Poggi, 52, spent his childhood years in Canada before his family moved back to Rome when he was 16. Rome was missing a classic bar to watch the big game, he said. At 22 years old, he opened La Botticella, and it stayed open until last spring. Poggi said he dipped into his savings and cut a deal with the landlord to keep the bar.

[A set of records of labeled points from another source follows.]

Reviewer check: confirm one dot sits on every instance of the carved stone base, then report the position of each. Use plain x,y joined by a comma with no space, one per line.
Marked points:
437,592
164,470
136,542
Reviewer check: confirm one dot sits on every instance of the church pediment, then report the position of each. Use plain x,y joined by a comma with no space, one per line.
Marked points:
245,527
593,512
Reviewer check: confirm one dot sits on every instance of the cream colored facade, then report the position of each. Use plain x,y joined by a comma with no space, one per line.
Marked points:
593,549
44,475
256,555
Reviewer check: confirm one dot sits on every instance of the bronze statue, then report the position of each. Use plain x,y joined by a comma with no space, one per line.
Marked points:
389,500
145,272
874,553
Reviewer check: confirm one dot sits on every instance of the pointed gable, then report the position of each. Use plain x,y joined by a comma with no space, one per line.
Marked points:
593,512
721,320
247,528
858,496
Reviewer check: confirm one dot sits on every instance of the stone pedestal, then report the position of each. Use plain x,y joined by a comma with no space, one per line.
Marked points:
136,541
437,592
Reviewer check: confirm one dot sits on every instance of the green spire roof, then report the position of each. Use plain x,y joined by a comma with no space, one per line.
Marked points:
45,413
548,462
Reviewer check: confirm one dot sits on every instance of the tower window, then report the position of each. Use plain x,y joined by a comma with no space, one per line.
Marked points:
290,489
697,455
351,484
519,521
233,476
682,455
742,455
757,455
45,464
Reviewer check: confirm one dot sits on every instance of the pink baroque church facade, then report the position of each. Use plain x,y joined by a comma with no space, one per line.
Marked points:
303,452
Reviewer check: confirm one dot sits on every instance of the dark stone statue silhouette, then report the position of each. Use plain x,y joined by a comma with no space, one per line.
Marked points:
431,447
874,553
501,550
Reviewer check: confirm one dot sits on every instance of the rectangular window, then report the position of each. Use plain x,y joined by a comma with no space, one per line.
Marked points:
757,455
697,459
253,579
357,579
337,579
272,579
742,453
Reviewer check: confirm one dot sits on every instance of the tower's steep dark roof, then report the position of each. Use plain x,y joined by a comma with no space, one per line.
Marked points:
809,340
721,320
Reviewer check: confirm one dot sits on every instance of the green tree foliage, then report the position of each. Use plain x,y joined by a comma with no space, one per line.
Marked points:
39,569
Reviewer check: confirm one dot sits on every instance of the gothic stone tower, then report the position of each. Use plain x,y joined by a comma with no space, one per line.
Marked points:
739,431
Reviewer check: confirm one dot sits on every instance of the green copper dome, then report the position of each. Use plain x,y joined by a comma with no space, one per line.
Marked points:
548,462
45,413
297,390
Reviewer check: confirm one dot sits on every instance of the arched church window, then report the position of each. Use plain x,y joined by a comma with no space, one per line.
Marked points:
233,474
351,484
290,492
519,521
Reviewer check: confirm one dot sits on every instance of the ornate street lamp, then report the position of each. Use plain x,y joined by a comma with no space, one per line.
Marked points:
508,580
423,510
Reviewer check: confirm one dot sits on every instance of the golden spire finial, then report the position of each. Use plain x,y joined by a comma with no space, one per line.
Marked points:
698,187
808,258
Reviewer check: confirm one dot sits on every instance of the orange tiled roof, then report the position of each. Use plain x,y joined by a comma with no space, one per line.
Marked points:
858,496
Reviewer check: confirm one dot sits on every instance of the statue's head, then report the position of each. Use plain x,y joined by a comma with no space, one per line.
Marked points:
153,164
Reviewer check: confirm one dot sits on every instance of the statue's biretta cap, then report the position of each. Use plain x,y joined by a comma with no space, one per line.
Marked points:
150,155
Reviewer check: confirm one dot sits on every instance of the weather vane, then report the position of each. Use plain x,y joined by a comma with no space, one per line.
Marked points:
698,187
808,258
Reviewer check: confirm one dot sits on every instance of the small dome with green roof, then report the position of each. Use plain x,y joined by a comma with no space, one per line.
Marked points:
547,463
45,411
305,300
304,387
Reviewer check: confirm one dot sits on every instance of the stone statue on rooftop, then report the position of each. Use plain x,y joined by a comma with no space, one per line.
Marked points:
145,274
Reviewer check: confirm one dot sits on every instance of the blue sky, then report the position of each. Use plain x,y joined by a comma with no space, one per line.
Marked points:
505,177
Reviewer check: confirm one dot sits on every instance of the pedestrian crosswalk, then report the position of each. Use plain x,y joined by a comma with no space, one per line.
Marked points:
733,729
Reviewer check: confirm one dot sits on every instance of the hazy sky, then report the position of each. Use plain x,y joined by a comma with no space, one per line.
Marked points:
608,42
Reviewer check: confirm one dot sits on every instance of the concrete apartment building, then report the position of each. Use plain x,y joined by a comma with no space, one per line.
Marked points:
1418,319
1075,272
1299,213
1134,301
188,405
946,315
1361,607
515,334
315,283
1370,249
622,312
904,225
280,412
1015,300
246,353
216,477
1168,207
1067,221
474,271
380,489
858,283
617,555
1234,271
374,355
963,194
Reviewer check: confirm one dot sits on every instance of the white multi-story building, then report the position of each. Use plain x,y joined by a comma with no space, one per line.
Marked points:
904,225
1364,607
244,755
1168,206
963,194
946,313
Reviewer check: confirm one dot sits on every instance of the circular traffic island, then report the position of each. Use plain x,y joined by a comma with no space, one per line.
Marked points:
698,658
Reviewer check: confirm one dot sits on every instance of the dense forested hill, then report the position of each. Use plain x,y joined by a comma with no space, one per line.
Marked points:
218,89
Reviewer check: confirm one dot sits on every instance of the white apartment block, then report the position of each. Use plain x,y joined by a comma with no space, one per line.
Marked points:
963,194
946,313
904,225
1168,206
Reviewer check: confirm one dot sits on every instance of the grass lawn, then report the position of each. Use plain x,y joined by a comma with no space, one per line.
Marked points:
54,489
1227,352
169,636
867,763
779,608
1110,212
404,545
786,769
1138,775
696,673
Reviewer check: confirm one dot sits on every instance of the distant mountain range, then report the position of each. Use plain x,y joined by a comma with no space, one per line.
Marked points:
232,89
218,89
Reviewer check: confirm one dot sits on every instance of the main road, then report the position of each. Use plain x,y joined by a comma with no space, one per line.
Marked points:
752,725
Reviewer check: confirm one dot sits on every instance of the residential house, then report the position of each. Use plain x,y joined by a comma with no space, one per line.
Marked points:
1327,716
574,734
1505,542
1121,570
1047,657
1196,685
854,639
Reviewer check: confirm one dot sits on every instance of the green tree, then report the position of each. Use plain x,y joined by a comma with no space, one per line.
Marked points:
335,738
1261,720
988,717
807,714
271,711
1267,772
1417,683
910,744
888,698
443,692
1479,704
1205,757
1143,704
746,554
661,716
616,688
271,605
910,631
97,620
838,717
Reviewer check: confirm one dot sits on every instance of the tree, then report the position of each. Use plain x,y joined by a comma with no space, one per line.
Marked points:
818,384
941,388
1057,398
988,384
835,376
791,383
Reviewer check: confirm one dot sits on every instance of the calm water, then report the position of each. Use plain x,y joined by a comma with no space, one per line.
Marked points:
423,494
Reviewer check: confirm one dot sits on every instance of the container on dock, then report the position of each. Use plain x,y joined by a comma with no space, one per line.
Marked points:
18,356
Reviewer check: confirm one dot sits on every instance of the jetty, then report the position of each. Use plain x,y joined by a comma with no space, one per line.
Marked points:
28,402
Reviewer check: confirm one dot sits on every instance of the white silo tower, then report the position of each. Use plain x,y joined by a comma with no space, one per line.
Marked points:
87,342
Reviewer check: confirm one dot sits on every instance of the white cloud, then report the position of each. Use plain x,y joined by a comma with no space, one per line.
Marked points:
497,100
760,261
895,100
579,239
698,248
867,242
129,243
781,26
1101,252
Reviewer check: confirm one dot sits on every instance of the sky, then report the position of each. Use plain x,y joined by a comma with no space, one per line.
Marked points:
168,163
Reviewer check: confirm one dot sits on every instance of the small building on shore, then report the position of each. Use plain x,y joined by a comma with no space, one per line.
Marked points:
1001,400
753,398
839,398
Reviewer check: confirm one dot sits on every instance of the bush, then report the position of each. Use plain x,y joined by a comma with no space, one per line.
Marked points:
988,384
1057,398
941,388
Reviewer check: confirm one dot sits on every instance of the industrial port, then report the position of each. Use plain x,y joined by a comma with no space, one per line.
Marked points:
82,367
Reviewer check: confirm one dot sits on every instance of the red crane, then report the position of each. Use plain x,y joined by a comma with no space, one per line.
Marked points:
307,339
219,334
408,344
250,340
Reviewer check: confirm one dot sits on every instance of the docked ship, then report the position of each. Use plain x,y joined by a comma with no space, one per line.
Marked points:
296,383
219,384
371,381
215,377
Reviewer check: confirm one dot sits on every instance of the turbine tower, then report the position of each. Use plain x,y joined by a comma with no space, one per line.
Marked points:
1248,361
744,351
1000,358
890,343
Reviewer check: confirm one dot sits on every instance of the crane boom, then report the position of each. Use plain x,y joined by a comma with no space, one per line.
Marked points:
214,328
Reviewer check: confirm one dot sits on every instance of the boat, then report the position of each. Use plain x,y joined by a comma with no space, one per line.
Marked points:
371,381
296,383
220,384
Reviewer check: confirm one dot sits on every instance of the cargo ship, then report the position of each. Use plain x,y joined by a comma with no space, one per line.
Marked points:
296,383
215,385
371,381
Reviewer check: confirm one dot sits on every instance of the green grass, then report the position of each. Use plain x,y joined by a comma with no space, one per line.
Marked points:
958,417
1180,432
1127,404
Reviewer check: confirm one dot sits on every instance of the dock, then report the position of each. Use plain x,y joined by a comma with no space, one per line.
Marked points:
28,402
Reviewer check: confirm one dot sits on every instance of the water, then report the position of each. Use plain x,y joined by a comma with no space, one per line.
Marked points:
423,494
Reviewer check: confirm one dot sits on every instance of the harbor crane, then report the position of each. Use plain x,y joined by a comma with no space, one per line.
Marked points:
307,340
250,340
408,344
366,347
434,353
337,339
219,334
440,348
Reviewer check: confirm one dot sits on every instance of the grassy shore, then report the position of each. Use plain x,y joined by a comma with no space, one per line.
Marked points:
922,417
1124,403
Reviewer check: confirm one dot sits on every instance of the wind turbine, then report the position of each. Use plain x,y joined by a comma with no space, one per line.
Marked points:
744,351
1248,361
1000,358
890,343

“It’s like I took a sabbatical, that’s what I think,” Poggi said. “For me, I was forced to slow down, and I needed to slow down. But things are picking up again. People want to be outside and have fun. All these young kids want to be back in the streets.”
Over the years, Poggi’s bar has become a fan zone in itself. Poggi is beloved by ex-pats, tourists and sports fanatics in Rome who seek a taste of home in their sports teams. On any given day, one can hear upwards of 10 languages being spoken in the bar while multiple hockey games run at random on the television screens. La Botticella is also known as the official Steelers bar of Italy—next week, the team is sending a film crew to document the bar’s reopening.
On Friday, Poggi was prepping the bar for a Euro watch party, albeit one limited by local restrictions. Two weeks ago, despite his diligence in keeping to the seemingly inexhaustible list of measures to run a bar during a pandemic, local police fined the bar for not separating the tables by more than one meter. And his main clientele was still mostly absent; Americans were slowly coming back to Rome, he said, but it’ll take time before the numbers return to normal.
“The silver lining was people got to rediscover the city,” Poggi said. “All the local kids, not being able to go to discotheques and bars on the river, they all came back and frequented this area.”
For all the talk of a return to normal, one thing appears certain: Normal is still a ways off. Only 22% of Italy is fully vaccinated. The country still has yet to lift its national curfew. Normally, June is the beginning of bedlam in Rome. Millions of tourists descend upon the city. The weather takes a turn toward sultry and insufferable with 90 degrees and 90% humidity the norm. Yet the streets were eerily empty and thunderstorms threatened the festivities. But Rome carried on, as it has always done.
“We’re rebounding,” Poggi said. “We’re surviving, but we’re proud.”